Méthode selon la revendication 1, dans laquelle il n'est fourni ni insuline, ni substitut d'insuline auxdites cellules.
Méthode selon l'une quelconque des revendications précédentes, comprenant en outre la fourniture d'un facteur de croissance semblable à l'insuline ou d'un fragment fonctionnel de celui-ci.
Méthode selon l'une quelconque des revendications 1 à 3, dans laquelle ledit ligand de ErbB3 est choisi dans le groupe constitué de Neuréguline-1, Héréguline-β (HRG-β), Héréguline-ct (HRG-ct), facteur de différenciation Neu (NDF), activité d'induction du récepteur de l'acétylcholine (ARIA), facteur de croissance glial 2 (GGF2), facteur dérivé de motoneurone (SMDF), Neuréguline-2, Neuréguline-2β (NRG2-β), Epiréguline, Biréguline et de fragments fonctionnels de ceux-ci.

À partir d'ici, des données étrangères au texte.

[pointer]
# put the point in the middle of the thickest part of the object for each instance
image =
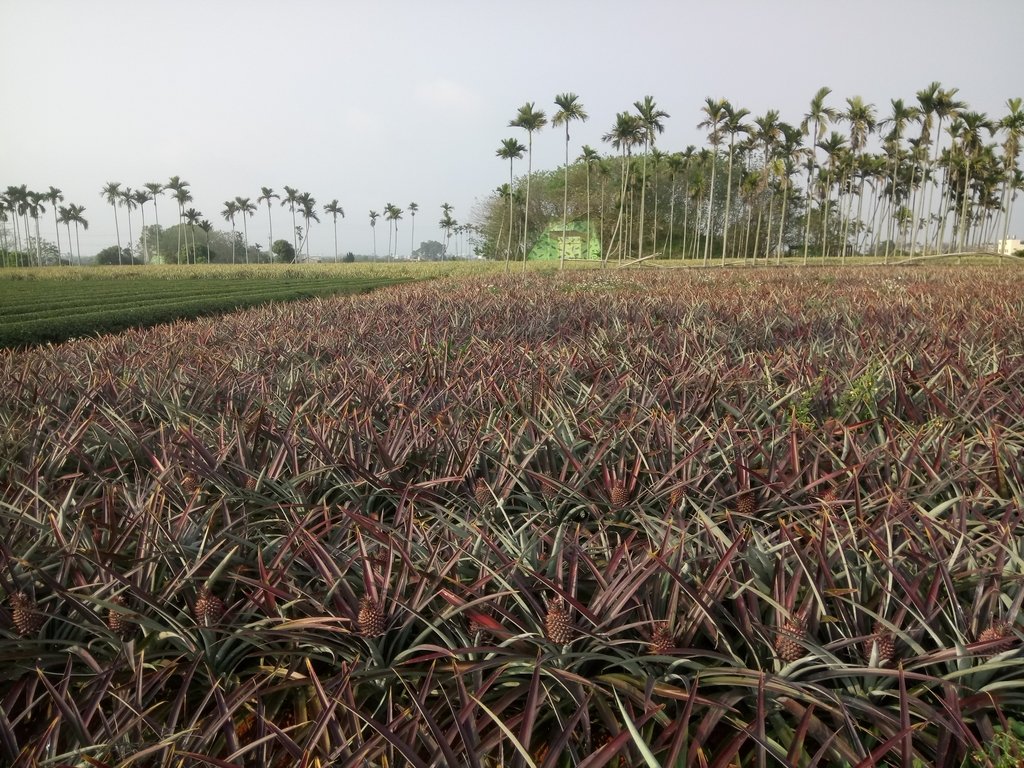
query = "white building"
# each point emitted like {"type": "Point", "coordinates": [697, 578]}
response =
{"type": "Point", "coordinates": [1009, 247]}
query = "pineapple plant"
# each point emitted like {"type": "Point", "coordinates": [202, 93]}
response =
{"type": "Point", "coordinates": [676, 497]}
{"type": "Point", "coordinates": [117, 617]}
{"type": "Point", "coordinates": [998, 633]}
{"type": "Point", "coordinates": [745, 505]}
{"type": "Point", "coordinates": [209, 608]}
{"type": "Point", "coordinates": [881, 640]}
{"type": "Point", "coordinates": [558, 623]}
{"type": "Point", "coordinates": [662, 640]}
{"type": "Point", "coordinates": [28, 620]}
{"type": "Point", "coordinates": [371, 619]}
{"type": "Point", "coordinates": [620, 494]}
{"type": "Point", "coordinates": [481, 492]}
{"type": "Point", "coordinates": [788, 640]}
{"type": "Point", "coordinates": [188, 484]}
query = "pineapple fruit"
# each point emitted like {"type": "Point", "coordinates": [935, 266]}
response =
{"type": "Point", "coordinates": [558, 623]}
{"type": "Point", "coordinates": [371, 619]}
{"type": "Point", "coordinates": [209, 608]}
{"type": "Point", "coordinates": [28, 620]}
{"type": "Point", "coordinates": [788, 641]}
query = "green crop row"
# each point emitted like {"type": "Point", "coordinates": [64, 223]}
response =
{"type": "Point", "coordinates": [28, 300]}
{"type": "Point", "coordinates": [64, 314]}
{"type": "Point", "coordinates": [597, 518]}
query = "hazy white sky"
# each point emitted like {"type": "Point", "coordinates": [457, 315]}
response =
{"type": "Point", "coordinates": [407, 100]}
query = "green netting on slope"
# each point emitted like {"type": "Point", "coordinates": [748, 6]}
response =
{"type": "Point", "coordinates": [550, 244]}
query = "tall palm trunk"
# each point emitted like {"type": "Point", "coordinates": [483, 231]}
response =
{"type": "Point", "coordinates": [672, 211]}
{"type": "Point", "coordinates": [525, 218]}
{"type": "Point", "coordinates": [588, 210]}
{"type": "Point", "coordinates": [711, 205]}
{"type": "Point", "coordinates": [728, 199]}
{"type": "Point", "coordinates": [643, 197]}
{"type": "Point", "coordinates": [117, 230]}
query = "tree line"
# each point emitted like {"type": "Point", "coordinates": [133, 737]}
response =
{"type": "Point", "coordinates": [930, 176]}
{"type": "Point", "coordinates": [22, 211]}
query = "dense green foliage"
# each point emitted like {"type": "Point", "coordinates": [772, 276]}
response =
{"type": "Point", "coordinates": [284, 251]}
{"type": "Point", "coordinates": [675, 517]}
{"type": "Point", "coordinates": [36, 311]}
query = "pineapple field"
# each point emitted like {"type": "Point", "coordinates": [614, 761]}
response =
{"type": "Point", "coordinates": [602, 517]}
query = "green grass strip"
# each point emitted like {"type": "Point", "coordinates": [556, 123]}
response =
{"type": "Point", "coordinates": [145, 305]}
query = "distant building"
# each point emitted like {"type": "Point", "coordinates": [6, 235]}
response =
{"type": "Point", "coordinates": [1009, 247]}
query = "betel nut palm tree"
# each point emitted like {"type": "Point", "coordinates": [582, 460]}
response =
{"type": "Point", "coordinates": [651, 121]}
{"type": "Point", "coordinates": [53, 197]}
{"type": "Point", "coordinates": [141, 197]}
{"type": "Point", "coordinates": [247, 208]}
{"type": "Point", "coordinates": [230, 209]}
{"type": "Point", "coordinates": [207, 226]}
{"type": "Point", "coordinates": [291, 200]}
{"type": "Point", "coordinates": [529, 120]}
{"type": "Point", "coordinates": [412, 208]}
{"type": "Point", "coordinates": [511, 150]}
{"type": "Point", "coordinates": [265, 196]}
{"type": "Point", "coordinates": [733, 125]}
{"type": "Point", "coordinates": [569, 109]}
{"type": "Point", "coordinates": [155, 188]}
{"type": "Point", "coordinates": [335, 210]}
{"type": "Point", "coordinates": [373, 228]}
{"type": "Point", "coordinates": [714, 111]}
{"type": "Point", "coordinates": [308, 205]}
{"type": "Point", "coordinates": [819, 117]}
{"type": "Point", "coordinates": [112, 194]}
{"type": "Point", "coordinates": [589, 156]}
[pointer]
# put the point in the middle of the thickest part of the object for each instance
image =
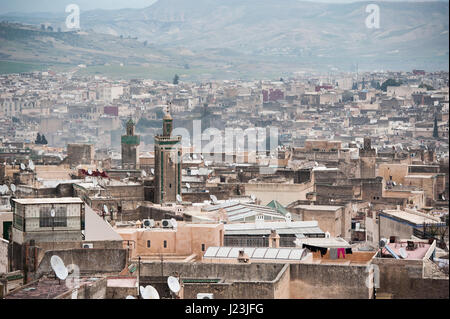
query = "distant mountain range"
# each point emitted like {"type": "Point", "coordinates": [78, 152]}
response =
{"type": "Point", "coordinates": [294, 35]}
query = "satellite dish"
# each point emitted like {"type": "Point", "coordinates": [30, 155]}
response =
{"type": "Point", "coordinates": [403, 253]}
{"type": "Point", "coordinates": [173, 284]}
{"type": "Point", "coordinates": [149, 292]}
{"type": "Point", "coordinates": [58, 267]}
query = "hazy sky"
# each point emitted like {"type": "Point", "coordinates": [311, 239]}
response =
{"type": "Point", "coordinates": [60, 5]}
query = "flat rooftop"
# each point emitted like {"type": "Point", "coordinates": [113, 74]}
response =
{"type": "Point", "coordinates": [56, 200]}
{"type": "Point", "coordinates": [417, 219]}
{"type": "Point", "coordinates": [319, 207]}
{"type": "Point", "coordinates": [45, 288]}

Méthode selon l'une quelconque des revendications précédentes, comprenant en outre la fourniture d'un facteur de croissance transformant bêta (TGFβ), d'un membre de la famille des TGFβ ou d'un fragment fonctionnel de ceux-ci.
Méthode selon la revendication 5, dans laquelle ledit membre de la famille des TGFβ est choisi dans le groupe constitué de Nodal, Activine A, Activine B, protéine de morphogénèse de l'os 2 (BMP2), protéine de morphogénèse de l'os 4 (BMP4) et de fragments fonctionnels de ceux-ci.
Méthode selon l'une quelconque des revendications précédentes, dans laquelle il n'est pas fourni de facteur de croissance des fibroblastes exogène auxdites cellules.
Méthode selon l'une quelconque des revendications 1 à 6, comprenant en outre la fourniture d'au moins un facteur de croissance des fibroblastes (FGF) choisi dans le groupe constitué de FGF-2, FGF-7, FGF-10, FGF-22 et de fragments fonctionnels variants de ceux-ci.
Méthode selon l'une quelconque des revendications précédentes, comprenant en outre la fourniture d'une albumine de sérum (SA).
Méthode selon la revendication 9, dans laquelle la SA est une SA bovine (BSA) ou une SA humaine (HSA).
Méthode selon la revendication 9 ou 10, dans laquelle la concentration de la SA est de plus d'environ 0,2%, volume sur volume (v/v).
Méthode selon l'une quelconque des revendications 9 à 11, dans laquelle la concentration de la SA est de moins d'environ 5% v/v.
Méthode selon l'une quelconque des revendications précédentes, dans laquelle les cellules pluripotentes sont des cellules souches pluripotentes.
Méthode selon la revendication 1, dans laquelle les cellules pluripotentes sont des cellules souches embryonnaires de primate.